Von seinen Anhängern wird Malema, der gerne mit Che-Guevara-Kappe auftritt, als ein für die Armen kämpfender Held verehrt. Andere halten ihn für einen gefährlichen Demagogen. Vor allem Wirtschaftsvertreter beobachten ihn mit Grauen, weil er seit Jahren fordert, den Bergwerkssektor zu verstaatlichen und nach dem Vorbild des zimbabwischen Diktators Robert Mugabe weiße Farmer zu enteignen. Das verunsichert auch ausländische Investoren, zumal der ANC Malema bisher weitgehend frei gewähren ließ. Südafrika ist der größte Platinproduzent und einer der größten Goldförderer der Welt. Vor kurzem wurde das Land in den Club der wichtigsten Schwellenländer (BRIC) aufgenommen, zu dem Brasilien, Russland, Indien und China gehören.

Um das Disziplinarverfahren geht es den Demonstranten und Randalierern aber nur vordergründig. Aus Sicht von Wirtschaftsexperten hat sich auf Johannesburgs Straßen vor allem die Wut über eine aussichtslose wirtschaftliche Situation entladen. Fast 20 Jahre seit dem Ende der Politik der Rassentrennung hat sich das Leben von Millionen schwarzen Südafrikanern kaum gebessert, die Kluft zwischen Arm und Reich ist noch tiefer geworden. In keinem Land auf der Welt ist das Einkommen so ungleich verteilt wie in Südafrika.

Um das Unrecht während der Zeit der Rassentrennung wieder gut zu machen, spielt zwar die Förderung der schwarzen Bevölkerung in der Wirtschaftspolitik eine zentrale Rolle. Tatsächlich aber hat die Politik des „Black Economic Empowerment“ (BEE) bisher vor allem einer politisch gut vernetzten schwarzen Elite zu immensem Reichtum verholfen. „Die Mehrheit der ANC-Wähler hat sich längst von den Millionären und Milliardären in der Regierung und von den BEE-Wirtschaftslenkern abgekoppelt“, urteilt Sebastian Spio-Garbrah von der Beratungsgesellschaft Da-Mina Advisors.
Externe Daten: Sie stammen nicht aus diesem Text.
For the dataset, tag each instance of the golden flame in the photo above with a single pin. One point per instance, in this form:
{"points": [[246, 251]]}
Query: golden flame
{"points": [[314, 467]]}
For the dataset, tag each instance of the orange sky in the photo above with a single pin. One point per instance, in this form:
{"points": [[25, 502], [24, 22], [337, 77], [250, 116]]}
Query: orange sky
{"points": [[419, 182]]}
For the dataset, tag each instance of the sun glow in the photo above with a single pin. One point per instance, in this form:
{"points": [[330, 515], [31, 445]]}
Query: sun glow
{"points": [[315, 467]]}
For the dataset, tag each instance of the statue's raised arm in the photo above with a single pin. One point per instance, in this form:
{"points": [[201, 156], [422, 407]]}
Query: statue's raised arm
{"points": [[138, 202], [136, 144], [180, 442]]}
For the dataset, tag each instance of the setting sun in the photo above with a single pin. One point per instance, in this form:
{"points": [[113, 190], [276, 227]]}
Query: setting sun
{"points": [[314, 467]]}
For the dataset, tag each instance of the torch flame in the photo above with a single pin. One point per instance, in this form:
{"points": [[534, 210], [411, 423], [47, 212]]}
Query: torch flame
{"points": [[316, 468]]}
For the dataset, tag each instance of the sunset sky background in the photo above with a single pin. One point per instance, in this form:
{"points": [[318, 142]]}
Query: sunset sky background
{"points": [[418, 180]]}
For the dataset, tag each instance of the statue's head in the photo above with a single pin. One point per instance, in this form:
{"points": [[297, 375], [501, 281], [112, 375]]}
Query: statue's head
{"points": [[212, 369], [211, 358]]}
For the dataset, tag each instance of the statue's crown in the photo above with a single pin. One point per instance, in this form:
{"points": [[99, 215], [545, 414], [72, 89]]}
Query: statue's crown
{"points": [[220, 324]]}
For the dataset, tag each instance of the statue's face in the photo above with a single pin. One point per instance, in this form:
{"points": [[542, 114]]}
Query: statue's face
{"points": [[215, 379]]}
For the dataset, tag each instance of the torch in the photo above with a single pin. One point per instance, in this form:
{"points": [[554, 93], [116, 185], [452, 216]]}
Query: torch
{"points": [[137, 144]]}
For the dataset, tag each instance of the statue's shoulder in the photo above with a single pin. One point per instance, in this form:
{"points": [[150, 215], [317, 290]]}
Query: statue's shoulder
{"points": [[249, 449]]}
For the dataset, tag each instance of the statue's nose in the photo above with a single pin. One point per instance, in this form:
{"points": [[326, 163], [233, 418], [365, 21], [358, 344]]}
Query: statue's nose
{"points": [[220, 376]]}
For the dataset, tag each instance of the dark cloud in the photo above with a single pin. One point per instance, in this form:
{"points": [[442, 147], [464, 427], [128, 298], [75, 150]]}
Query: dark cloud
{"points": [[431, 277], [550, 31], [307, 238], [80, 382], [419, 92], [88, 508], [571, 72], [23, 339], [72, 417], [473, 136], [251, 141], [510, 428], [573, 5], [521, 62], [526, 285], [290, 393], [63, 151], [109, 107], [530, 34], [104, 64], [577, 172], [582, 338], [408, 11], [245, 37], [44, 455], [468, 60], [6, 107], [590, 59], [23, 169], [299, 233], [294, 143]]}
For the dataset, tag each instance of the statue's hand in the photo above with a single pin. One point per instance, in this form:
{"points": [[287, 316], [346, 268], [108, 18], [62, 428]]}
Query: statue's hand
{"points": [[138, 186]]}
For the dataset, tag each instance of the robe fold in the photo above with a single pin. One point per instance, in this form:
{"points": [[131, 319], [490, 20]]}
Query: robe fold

Trotz BEE-Politik haben in den Vorstandsetagen vieler Großunternehmen immer noch weiße Manager das Sagen.

Offiziell liegt die Arbeitslosenquote bei 25 Prozent

Offiziell liegt Südafrikas Arbeitslosenquote bei 25 Prozent. Das tatsächliche Ausmaß der Unterbeschäftigung aber ist deutlich größer. Das südafrikanische Institut für Rassenbeziehungen ermittelte vor kurzem, dass die Hälfte der heute 25 bis 34 Jahre alten Südafrikaner niemals in ihrem Leben arbeiten werden. Der stellvertretende Regierungschef Kgalema Motlanthe sprach von einer „tickenden Zeitbombe“. Um die Arbeitslosigkeit deutlich zu senken, müsste Südafrikas Wirtschaft 20 Jahre lang jedes Jahr um mehr als 7 Prozent wachsen. Jüngst lag das Wachstum bei rund 3 Prozent. Ökonomen verweisen auf das miserable staatliche Schulwesen als einen Grund für die chronisch hohe Arbeitslosigkeit. Zusätzlich schneidet Südafrika im Kosten- und Produktivitätswettbewerb mit anderen Niedriglohnländern schlecht ab. Versuche, den Arbeitsmarkt von staatlicher Seite etwa über Lohnsubventionen zu beleben, scheitern regelmäßig an parteiinternen Widerständen oder am Veto der Gewerkschaften, einem Allianzpartner des ANC.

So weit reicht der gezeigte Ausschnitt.